Une allocution improvisée sur le terrain de rugby de l’école aura fait office de cérémonie de fin de cycle. Mardi, le rendez-vous final pour la 188e promotion de l’École nationale de l’administration pénitentiaire (Enap) n’a pas pu se dérouler normalement « pour des raisons indépendantes de notre volonté » a expliqué dans son discours le maître de cérémonie. Tant pis pour les familles venues de toute la France assister à la fin de formation de leur rejeton qui ont dû se contenter d’une photo souvenir improvisée et les yeux rougis…

Lacrymo
Certains avaient la larme à l’oeil, sûrement un mélange d’émotions et de lacrymo. Car depuis la matinée, la tension qui régnait autour et au sein de l’établissement qui forme les surveillants pénitentiaires n’est jamais retombée, entre séquestration, affrontements avec les forces de l’ordre et dispersion à coup de gaz lacrymogène.

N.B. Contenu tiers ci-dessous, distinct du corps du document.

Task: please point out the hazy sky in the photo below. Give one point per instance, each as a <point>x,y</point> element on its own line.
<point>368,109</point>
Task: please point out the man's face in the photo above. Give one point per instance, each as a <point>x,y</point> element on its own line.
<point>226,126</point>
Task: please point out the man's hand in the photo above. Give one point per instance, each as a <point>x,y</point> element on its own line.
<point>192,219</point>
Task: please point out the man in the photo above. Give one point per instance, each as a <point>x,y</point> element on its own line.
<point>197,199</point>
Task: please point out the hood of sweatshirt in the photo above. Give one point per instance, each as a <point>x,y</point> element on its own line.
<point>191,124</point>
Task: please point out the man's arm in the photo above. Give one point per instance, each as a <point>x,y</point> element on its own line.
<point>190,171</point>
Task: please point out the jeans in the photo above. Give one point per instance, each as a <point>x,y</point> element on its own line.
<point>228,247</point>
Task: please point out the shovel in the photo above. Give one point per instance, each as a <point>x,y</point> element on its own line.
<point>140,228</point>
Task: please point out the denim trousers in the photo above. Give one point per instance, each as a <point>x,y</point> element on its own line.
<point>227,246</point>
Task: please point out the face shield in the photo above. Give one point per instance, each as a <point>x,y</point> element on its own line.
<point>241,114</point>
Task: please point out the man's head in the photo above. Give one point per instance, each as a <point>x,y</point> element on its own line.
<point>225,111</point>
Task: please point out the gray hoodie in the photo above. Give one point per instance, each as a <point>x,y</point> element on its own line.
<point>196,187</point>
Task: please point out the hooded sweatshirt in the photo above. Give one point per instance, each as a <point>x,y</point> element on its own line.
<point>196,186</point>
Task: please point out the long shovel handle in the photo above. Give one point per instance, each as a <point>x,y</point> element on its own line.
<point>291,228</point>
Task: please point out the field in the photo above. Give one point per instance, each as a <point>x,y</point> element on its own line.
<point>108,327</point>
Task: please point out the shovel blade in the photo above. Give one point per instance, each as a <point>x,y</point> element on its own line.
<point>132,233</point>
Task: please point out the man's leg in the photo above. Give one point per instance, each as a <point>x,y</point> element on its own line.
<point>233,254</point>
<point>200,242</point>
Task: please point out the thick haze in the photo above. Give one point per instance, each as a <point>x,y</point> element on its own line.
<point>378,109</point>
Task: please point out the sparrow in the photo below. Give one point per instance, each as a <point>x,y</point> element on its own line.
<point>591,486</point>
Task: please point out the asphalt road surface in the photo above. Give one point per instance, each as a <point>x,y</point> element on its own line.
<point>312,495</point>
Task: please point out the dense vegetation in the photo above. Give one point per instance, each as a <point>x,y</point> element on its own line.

L’état-major des syndicalistes du métier, FO, UNSA-UFAP et CGT, avait fait le déplacement à Agen pour « faire exploser (notre) colère ». A l’image de James Vergnaud, secrétaire général adjoint de FO, en poste à Moulins, qui filtrait les entrées à l’Enap. Il liste les griefs de ses confrères : bas salaires, sous-effectifs et affectations de nouvelles missions. Une entrevue avec le Président de la République avait pourtant fait retomber la pression avec une « compréhension de nos problèmes », précise le syndicaliste. Mais le second rendez-vous, quelques jours plus tard à la Chancellerie, met le feu aux poudres. « Ils sont revenus sur toutes les promesses, on nous a pris pour des cons (sic), donc on va leur montrer qu’on ne plaisante pas avec ça. »

Séquestré
C’est donc une centaine de manifestants qui a répondu à l’appel de l’intersyndicale pour perturber la remise des diplômes à leurs futurs collègues. Le directeur adjoint de l’administration pénitentiaire aura donné de sa personne en étant « enfermé mais pas séquestré » dans ses locaux. Les agents en grève se sont ensuite rendus devant le gymnase pour bloquer physiquement l’accès aux 706 élèves. Les forces de l’ordre, casquées et harnachées, ont alors usé de la force pour faire reculer les manifestants. Ces derniers, plus nombreux, ont résisté et fait face obligeant l’organisation à trouver un lieu de repli. « Bien sûr que je comprends ce mouvement, explique Vincent, 28 ans, qui finissait sa formation hier. Ils nous protègent, on a 30 ans de carrière à faire, autant que ce soit dans les meilleures conditions. » D’autres impétrants, plus remontés, voulaient en découdre avec les manifestants. « On ne veut pas de violences aujourd’hui, a rétorqué le responsable national de l’UFAP, Jean-François Forget, ils en auront assez quand ils seront en service. Avec 4 500 agressions et dix-huit prises d’otage par an, je leur souhaite de ne jamais connaître ces faits. Mais ils vont en chier. » Le mouvement se poursuivra le 16 novembre prochain où un blocage des prisons et des tribunaux est prévu.